Title : Considerations on MS animal modeling: Format of myelin immunogens used for experimental autoimmune encephalomyelitis model establishment may affect pharmacologic responses of anti-inflammatory drugs
Abstract:
Multiple sclerosis (MS) is one of the most common causes of neurological dysfunction representing unmet medical need, which demands novel therapies toward a cure. Experimental autoimmune encephalomyelitis (EAE) is the most commonly used model for studying autoimmune-mediated myelin degradation in MS. The immunological and neurobiological mechanisms underlying the pathogenesis, progression, and prognosis of MS are complicated. Myelin oligodendrocyte glycoproteins (MOG) 35-55 and MOG1-128 are commonly used peptides for EAE model induction and the selection of MOG is often investigator’s preferences. In this presentation, the pharmacologic responses of anti-inflammatory drugs with different mechanisms of actions (MOAs) were evaluated using EAE models induced by either myelin oligodendrocyte glycoprotein MOG35-55 or MOG1-128. The animals with EAE were treated with different anti-MS medications, including three (3) B cell-mediated agents and two (2) T cell-mediated agents, respectively.

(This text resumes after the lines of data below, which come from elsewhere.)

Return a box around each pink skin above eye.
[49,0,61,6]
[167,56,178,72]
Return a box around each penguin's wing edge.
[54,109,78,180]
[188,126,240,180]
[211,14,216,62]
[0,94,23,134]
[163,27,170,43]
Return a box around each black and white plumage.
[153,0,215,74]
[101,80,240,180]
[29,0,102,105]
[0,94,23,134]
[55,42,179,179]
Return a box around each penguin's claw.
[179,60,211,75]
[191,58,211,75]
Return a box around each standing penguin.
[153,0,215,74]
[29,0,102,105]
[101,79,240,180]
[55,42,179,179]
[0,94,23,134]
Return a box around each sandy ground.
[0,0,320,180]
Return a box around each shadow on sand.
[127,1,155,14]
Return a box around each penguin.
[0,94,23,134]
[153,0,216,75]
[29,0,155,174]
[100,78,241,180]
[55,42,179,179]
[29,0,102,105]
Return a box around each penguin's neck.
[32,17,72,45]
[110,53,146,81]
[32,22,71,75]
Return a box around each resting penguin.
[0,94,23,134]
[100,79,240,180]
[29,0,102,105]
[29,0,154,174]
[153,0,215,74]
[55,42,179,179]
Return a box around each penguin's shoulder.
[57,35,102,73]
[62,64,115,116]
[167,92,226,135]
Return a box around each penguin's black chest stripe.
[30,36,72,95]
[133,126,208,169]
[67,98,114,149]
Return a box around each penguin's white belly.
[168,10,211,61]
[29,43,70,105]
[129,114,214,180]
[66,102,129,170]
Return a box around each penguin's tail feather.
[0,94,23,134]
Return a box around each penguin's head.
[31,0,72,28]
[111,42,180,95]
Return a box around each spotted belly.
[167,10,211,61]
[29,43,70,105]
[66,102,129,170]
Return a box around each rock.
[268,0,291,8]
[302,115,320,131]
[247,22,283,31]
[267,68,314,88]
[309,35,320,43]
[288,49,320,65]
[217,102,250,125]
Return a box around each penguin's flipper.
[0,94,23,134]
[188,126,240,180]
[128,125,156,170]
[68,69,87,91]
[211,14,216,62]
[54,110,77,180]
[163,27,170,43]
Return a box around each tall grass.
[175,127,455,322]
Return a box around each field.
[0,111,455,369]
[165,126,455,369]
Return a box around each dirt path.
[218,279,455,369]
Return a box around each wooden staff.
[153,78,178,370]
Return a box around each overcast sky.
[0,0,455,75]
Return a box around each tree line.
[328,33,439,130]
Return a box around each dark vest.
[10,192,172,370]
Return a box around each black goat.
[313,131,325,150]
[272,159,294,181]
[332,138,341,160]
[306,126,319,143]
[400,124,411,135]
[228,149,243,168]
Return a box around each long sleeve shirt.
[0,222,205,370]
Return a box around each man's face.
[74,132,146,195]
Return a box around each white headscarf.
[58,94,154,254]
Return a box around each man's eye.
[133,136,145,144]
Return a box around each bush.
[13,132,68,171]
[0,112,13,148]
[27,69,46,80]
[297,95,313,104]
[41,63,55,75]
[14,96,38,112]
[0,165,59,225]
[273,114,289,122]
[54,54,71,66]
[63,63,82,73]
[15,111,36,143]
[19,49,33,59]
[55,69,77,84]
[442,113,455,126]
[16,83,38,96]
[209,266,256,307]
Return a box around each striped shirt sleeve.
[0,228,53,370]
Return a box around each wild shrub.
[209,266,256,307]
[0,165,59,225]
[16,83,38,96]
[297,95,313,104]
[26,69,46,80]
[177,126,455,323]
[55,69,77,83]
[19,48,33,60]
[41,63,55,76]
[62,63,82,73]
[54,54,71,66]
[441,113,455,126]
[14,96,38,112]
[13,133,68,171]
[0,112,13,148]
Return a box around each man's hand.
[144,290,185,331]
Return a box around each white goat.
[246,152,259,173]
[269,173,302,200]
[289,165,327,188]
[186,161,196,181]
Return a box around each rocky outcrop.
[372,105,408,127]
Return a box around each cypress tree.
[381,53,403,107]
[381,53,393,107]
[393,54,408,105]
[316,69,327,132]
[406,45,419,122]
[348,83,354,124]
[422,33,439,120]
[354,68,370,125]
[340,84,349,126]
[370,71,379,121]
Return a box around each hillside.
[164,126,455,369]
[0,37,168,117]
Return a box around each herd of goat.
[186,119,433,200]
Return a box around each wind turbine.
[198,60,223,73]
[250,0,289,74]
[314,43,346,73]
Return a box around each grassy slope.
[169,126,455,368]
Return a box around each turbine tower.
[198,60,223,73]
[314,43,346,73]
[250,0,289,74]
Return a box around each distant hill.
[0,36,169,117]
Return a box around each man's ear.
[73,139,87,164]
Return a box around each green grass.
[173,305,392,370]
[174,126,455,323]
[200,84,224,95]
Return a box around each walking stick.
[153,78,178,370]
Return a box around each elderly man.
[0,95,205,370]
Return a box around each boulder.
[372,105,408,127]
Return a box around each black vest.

Clinical symptoms were monitored and scored, and pharmacodynamic markers including cytokine secretion, inflammatory cell infiltration, and demyelination in spinal cord were analyzed. Our results demonstrated that induction of EAE by different myelin antigens resulted in differential pharmacologic responses to drugs with specific MOAs. The MOG35-55-induced EAE model only responded to T cell-modulating drugs, whereas the MOG1-128-induced EAE model exhibited therapeutic sensitivity against both T cell- and B cell-modulating agents. These data suggest the MOG35-55 peptide-induced EAE model is suitable for assessing T cell-modulating agents while MOG1-128-induced model can be employed to evaluate both T cell- and B cell-modulating agents. Due to complex pathogenesis of the disease and interplays between immunological and neurological responses, systematically comparative studies on pharmacological responses of different EAE animal models may shed lights on better understanding of disease biology and provide animal model preference in MS research.
Audience Take Away:
- Explain how the audience will be able to use what they learn? This presentation provides a guidance for researchers on MS preclinical models selection and applications to facilitate MS translational research and drug development process.
- How will this help the audience in their job? Yes, provide better understanding on MS animal modeling and wisely choosing appropriate models.
- Is this research that other faculty could use to expand their research or teaching? Yes.
- Does this provide a practical solution to a problem that could simplify or make a designer’s job more efficient? Yes.